Google is launching a lot of fresh accessibility features for its products and services in honour of Global Accessibility Awareness Day (GAAD). These functions are designed to increase the accessibility of Google’s products for people with impairments.
More devices have live captions, include Android tablets
One of the most important new accessibility features is Live Caption, which is being added to more Android devices. For audio material such as podcasts, phone conversations, and video content, Live Caption provides real-time captioning. Those who are deaf or hard of hearing, as well as those who live in loud environments, may benefit from this.
Today is #GlobalAccessibilityAwarenessDay and we're celebrating by announcing new accessibility updates to Google Lookout, Live Caption, Wear OS, Maps, Chrome and more. Learn more about some of our latest updates → https://t.co/BsDvvBWPJC 🧵 ↓ pic.twitter.com/l38Owo2TVU— Google (@Google) May 18, 2023
Thankfully, Google will begin introducing a new captions box this summer to provide Live Caption to more Android devices, including Android tablets. Also, you’ll be able to write your answer and have it read back to you during phone conversations using Live Caption, which enables you to utilize your keyboard. already accessible on the most recent Pixel smartphones, but it will soon also be available on the Pixel 4, Pixel 5, and other Android phones including the Samsung Galaxy devices.
Find digital images using Google Lookout
Google is also enhancing Lookout, a tool that utilizes your device’s camera to look at an item before using AI to assess and explain what it is pointing at, in order to benefit the blind and low-vision people. This technology will now be able to characterize digital photos, a task that has hitherto been left to the alt text that is added to an image upon upload. Sadly, not everyone includes alt text when they post images online.
“Image Q&A mode” will be the name of the function, which will be a component of the Lookout app. Lookout will be able to identify the photograph and respond to inquiries about it. While this specific function is now in limited beta, Google promises that it will soon be made accessible to more users.
Use Google Maps to locate nearby locations
Google Maps is being changed to make it simpler for people with disabilities to find accessible destinations. By default, maps now include accessible locations, making it simpler for customers to find establishments and other locations that have wheelchair accessibility, accessible parking, and other features that are essential for individuals with disabilities.
On Wear OS, text-to-speech is improved
As Google revealed at I/O, Wear OS 4 is already on the horizon. new text-to-speech experience that Google believes will be quicker and more dependable will be one of the new features that Wear OS will get later this year.

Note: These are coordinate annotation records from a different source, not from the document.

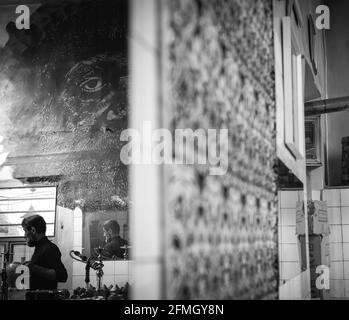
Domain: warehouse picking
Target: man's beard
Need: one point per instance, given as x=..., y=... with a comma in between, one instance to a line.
x=31, y=242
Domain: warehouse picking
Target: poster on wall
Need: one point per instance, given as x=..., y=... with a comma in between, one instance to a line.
x=64, y=104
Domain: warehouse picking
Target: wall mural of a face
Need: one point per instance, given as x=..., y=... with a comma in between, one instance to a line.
x=64, y=99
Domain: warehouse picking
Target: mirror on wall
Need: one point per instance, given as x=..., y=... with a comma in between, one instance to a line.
x=63, y=106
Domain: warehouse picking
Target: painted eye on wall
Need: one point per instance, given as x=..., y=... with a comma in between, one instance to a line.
x=93, y=84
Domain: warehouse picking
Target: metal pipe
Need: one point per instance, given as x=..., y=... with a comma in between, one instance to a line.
x=313, y=108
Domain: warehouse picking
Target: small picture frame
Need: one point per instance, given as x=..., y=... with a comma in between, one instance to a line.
x=312, y=141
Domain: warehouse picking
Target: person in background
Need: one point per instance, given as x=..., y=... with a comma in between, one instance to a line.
x=114, y=243
x=46, y=268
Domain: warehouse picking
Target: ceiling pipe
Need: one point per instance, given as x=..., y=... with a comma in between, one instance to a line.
x=313, y=108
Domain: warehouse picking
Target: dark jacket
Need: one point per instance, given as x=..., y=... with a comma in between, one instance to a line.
x=47, y=255
x=113, y=248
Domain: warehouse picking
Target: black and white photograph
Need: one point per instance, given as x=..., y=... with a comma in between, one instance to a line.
x=179, y=150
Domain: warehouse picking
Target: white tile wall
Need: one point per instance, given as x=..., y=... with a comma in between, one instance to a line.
x=290, y=270
x=288, y=199
x=346, y=287
x=316, y=195
x=346, y=270
x=334, y=215
x=337, y=270
x=345, y=215
x=289, y=253
x=346, y=251
x=336, y=251
x=345, y=197
x=295, y=289
x=337, y=288
x=288, y=235
x=332, y=197
x=336, y=233
x=345, y=231
x=288, y=217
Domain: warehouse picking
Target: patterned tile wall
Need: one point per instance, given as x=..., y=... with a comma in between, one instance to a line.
x=222, y=230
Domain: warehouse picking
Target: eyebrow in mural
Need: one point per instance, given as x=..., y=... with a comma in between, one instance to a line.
x=64, y=103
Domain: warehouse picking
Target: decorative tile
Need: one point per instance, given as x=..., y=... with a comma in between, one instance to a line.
x=222, y=241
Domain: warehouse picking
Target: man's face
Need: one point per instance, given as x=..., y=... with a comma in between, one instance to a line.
x=107, y=234
x=29, y=235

Chrome helps you avoid URL mistakes
On desktop Chrome, you may now identify when you enter an invalid URL and get recommendations for a possible replacement. In the next months, this feature will be made available on mobile, which will be helpful for those who have dyslexia or other language impairments as well as those who are merely prone to mistakes.

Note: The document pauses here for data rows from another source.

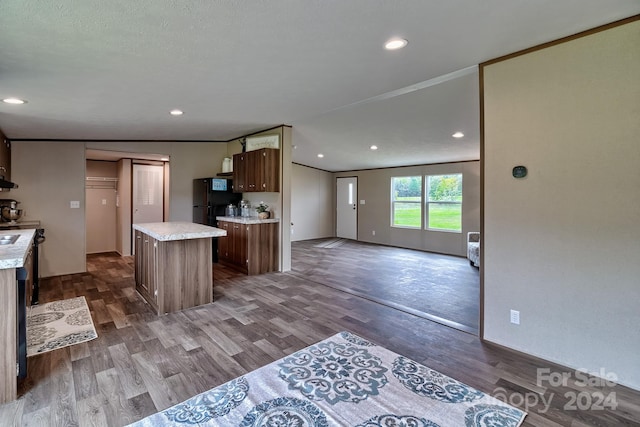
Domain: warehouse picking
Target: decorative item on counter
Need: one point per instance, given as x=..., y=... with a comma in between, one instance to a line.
x=245, y=208
x=232, y=210
x=263, y=213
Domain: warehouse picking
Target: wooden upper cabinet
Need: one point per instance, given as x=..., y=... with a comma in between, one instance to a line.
x=257, y=170
x=5, y=158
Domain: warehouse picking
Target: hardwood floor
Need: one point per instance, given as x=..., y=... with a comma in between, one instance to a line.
x=141, y=363
x=442, y=288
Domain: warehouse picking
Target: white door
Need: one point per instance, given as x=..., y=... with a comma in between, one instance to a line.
x=148, y=194
x=347, y=208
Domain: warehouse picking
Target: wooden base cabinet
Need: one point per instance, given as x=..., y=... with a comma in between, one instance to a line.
x=250, y=248
x=173, y=275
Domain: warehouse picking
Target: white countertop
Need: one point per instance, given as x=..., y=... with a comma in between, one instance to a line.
x=14, y=255
x=22, y=223
x=247, y=220
x=178, y=230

A tab grid, bulk actions, and reordering tools have just been added to TalkBack on Chrome for Android, enabling users to manage and organize their browser tabs with ease.
these enhancements demonstrate Google’s dedication to enhancing accessibility in the digital world. Even though I am physically fit, I can imagine utilizing some of these functions to my advantage. It is also quite reassuring to know that features like this will just continue to improve and evolve in the future.